ExxonMobil Eyes 2026 Gulf Coast CCS Expansion as Q4 Earnings Loom

XOMXOM

Exxon plans to expand carbon capture projects along the U.S. Gulf Coast by launching facilities in Texas and Louisiana in 2026. Ahead of Q4 earnings, softer crude prices are expected to pressure upstream earnings while refining margin gains and long-term asset performance may bolster cash flow.

1. Q4 Earnings Preview Highlights Diverging Upstream and Refining Performance

ExxonMobil’s upcoming Q4 report is set to reflect a near 12% year-over-year decline in upstream segment earnings, driven by an average Brent crude price drop from $85 to $75 per barrel and a 5% reduction in global oil demand growth forecasts. In contrast, refining margins have improved by roughly 20% compared with the same quarter last year, underpinned by stronger gasoline cracks in the U.S. Gulf Coast and resilient European diesel spreads. Capital spending for the full year remains on track at $20 billion, with maintenance turnaround activity in Q4 expected to boost free cash flow by about $10 billion sequentially. Investors will watch cash returns—dividends and share buybacks totaled $35 billion in 2023—to gauge management’s confidence in the company’s liquidity buffer and capital allocation strategy.

2. Structural Shift Favors Integrated Energy Model Over Pure Volume Growth

Despite a 15% build in global oil and gas inventories since mid-year, ExxonMobil continues to generate surplus cash, signaling that the real constraint lies in downstream infrastructure and energy security rather than raw supply. The company’s LNG export volumes rose by approximately 8% in 2023, while its refining throughput capacity utilization averaged 93%, outperforming industry peers by 4 percentage points. Management has reiterated a long-term target return on invested capital north of 12%, underpinned by strategic investments in petrochemicals and lubricant basestocks, which delivered segment margins above 18% in the first nine months of the year. These trends suggest that vertically integrated incumbents are better positioned to capture economic value than marginal upstream producers reliant on spot market cyclicality.

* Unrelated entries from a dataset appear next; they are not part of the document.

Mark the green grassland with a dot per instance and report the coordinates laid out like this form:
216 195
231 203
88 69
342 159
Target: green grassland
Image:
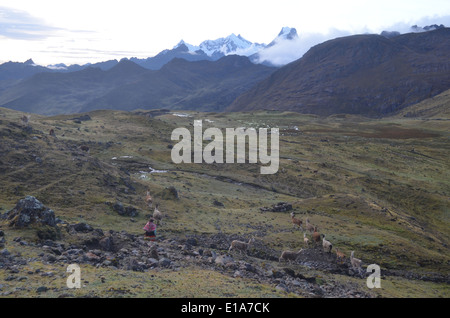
378 187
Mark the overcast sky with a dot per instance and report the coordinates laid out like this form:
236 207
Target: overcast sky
63 31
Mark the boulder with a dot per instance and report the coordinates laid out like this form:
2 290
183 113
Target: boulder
125 211
30 211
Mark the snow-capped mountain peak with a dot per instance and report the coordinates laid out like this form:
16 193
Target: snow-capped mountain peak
288 33
232 44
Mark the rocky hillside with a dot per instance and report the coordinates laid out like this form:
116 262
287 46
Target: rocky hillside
73 191
362 74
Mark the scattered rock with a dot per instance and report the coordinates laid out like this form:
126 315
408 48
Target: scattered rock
42 289
30 211
169 193
279 207
125 211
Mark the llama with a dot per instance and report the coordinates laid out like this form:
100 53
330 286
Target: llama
290 256
340 256
316 235
327 246
309 226
296 221
305 239
356 263
148 199
157 215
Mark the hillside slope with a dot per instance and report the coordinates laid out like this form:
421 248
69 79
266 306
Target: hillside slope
361 74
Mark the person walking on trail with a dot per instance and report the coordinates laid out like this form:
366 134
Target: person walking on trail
150 230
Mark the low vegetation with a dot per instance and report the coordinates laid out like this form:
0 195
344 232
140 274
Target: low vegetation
376 187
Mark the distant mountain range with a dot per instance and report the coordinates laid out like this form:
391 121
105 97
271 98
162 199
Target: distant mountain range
179 84
372 75
361 74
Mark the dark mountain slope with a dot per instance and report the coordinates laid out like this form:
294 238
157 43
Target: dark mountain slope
58 93
202 85
363 74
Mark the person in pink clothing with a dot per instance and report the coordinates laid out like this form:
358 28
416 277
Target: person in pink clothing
150 229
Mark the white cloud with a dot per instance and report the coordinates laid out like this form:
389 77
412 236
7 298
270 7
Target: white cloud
285 51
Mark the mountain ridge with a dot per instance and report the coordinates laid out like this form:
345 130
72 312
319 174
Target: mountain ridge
360 74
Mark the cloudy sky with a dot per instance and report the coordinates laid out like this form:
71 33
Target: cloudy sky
65 31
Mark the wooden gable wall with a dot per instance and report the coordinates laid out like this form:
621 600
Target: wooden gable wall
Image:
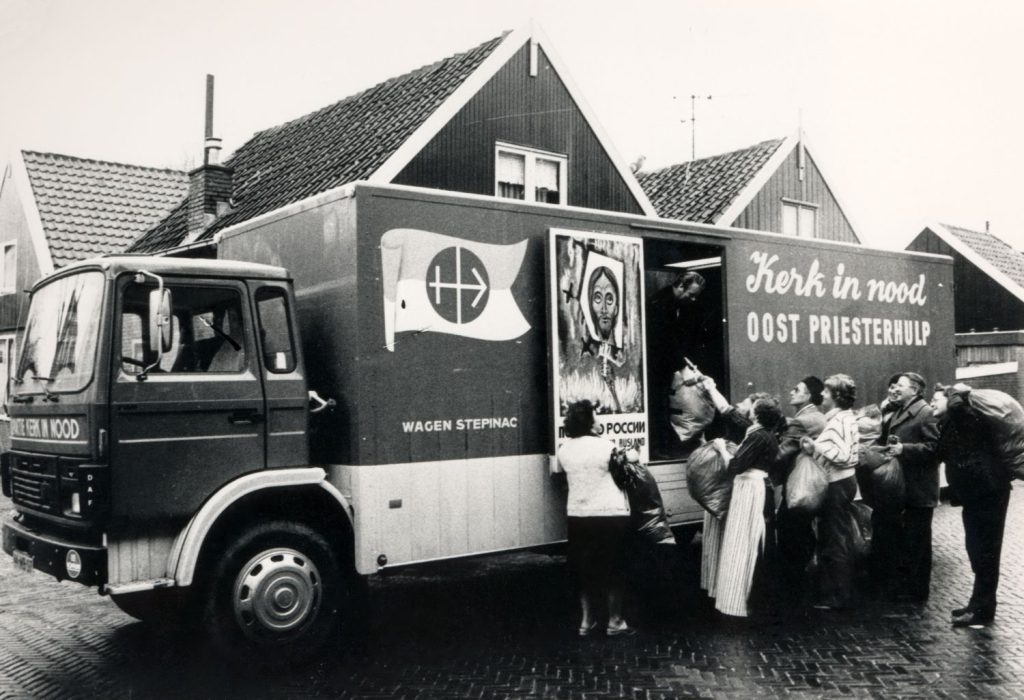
14 226
980 303
765 211
537 113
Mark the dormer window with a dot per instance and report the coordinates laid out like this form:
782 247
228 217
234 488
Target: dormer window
530 175
8 268
799 218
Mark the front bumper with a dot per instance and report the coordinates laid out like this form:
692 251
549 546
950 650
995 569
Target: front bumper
49 554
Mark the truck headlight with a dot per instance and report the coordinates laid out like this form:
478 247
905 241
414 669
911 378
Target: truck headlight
73 563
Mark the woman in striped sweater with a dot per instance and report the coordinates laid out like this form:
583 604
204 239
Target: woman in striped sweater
836 450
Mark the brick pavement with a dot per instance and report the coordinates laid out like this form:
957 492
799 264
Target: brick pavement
504 628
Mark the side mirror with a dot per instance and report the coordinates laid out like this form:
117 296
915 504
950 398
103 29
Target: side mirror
161 329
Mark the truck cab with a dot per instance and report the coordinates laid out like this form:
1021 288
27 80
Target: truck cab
144 386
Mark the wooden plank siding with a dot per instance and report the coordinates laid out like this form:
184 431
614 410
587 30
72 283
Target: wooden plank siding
14 226
537 113
981 303
765 211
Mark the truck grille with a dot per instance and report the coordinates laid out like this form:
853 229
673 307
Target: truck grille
34 482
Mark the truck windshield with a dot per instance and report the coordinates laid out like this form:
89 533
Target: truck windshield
59 346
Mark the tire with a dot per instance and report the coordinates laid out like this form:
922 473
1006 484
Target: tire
275 595
168 607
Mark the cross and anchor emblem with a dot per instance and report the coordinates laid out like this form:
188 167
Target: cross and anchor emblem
458 285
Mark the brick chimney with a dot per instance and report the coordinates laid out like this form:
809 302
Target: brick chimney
209 185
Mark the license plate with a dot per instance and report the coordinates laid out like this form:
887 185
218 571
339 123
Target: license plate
24 562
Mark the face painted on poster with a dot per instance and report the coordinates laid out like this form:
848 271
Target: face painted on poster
604 303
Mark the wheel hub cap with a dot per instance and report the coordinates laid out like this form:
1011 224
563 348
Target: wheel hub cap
276 594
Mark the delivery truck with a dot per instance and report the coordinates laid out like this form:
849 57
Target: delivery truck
376 378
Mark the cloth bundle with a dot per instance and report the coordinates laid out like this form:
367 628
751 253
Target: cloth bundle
690 407
879 476
646 507
805 489
708 479
1006 417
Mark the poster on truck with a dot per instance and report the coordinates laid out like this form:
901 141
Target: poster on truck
598 333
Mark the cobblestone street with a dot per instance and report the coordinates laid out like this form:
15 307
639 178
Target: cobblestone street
505 628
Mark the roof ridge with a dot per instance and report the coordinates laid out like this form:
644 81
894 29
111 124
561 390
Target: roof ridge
777 141
977 232
79 159
394 79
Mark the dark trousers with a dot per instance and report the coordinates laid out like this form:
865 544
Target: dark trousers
796 549
901 552
838 531
983 525
916 551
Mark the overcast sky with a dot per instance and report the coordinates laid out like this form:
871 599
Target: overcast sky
912 110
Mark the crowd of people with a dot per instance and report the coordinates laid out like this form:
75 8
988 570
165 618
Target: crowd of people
766 553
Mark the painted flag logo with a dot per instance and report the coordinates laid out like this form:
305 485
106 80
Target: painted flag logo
439 283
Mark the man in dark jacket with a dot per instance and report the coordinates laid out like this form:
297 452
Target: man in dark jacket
901 543
673 314
980 481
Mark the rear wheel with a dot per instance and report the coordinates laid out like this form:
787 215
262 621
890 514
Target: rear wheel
278 593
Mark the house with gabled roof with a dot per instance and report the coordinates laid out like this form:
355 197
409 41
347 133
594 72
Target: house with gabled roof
503 119
55 210
775 185
988 276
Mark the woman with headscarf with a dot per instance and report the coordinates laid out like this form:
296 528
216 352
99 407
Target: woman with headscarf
836 449
598 520
745 543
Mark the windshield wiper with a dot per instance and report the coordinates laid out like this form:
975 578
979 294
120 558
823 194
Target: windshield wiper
47 396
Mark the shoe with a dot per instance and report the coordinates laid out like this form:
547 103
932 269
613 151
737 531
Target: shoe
973 619
829 605
625 630
910 598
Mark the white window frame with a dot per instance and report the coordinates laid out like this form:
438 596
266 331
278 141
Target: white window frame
6 370
8 286
800 207
529 158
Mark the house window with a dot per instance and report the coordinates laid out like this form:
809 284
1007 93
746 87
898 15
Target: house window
6 352
530 175
799 219
8 270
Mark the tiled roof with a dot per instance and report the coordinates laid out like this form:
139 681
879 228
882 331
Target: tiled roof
702 189
91 208
340 143
1006 259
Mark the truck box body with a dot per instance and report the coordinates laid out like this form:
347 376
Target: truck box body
446 422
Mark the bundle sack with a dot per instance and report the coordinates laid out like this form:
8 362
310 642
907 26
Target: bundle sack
805 489
690 407
708 479
646 508
881 480
1006 418
868 429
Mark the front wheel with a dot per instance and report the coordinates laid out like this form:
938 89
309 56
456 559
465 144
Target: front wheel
278 593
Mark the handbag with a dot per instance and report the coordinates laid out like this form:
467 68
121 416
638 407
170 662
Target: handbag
805 489
623 470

3. Carbon Capture and Low-Carbon Data Center Initiatives Gain Traction

ExxonMobil is expanding its carbon capture and storage (CCS) footprint along the U.S. Gulf Coast, with two new projects in Texas and Louisiana slated to begin operations in late 2026. Combined, these facilities are expected to capture up to 1 million tonnes of CO2 annually, increasing the company’s total capacity to 6 million tonnes by 2030. The planned investment of approximately $3 billion will be partially supported by federal tax credits under Section 45Q, providing $85 per tonne of stored CO2. In parallel, the company is evaluating a data-driven, low-carbon data center venture leveraging excess refinery heat and on-site renewables; preliminary feasibility studies estimate a potential reduction of 25% in power costs compared to conventional centers. These low-carbon initiatives align with ExxonMobil’s ambition to lower net emissions intensity by 15% before 2035 and support its longer-term resilience in a decarbonizing energy landscape.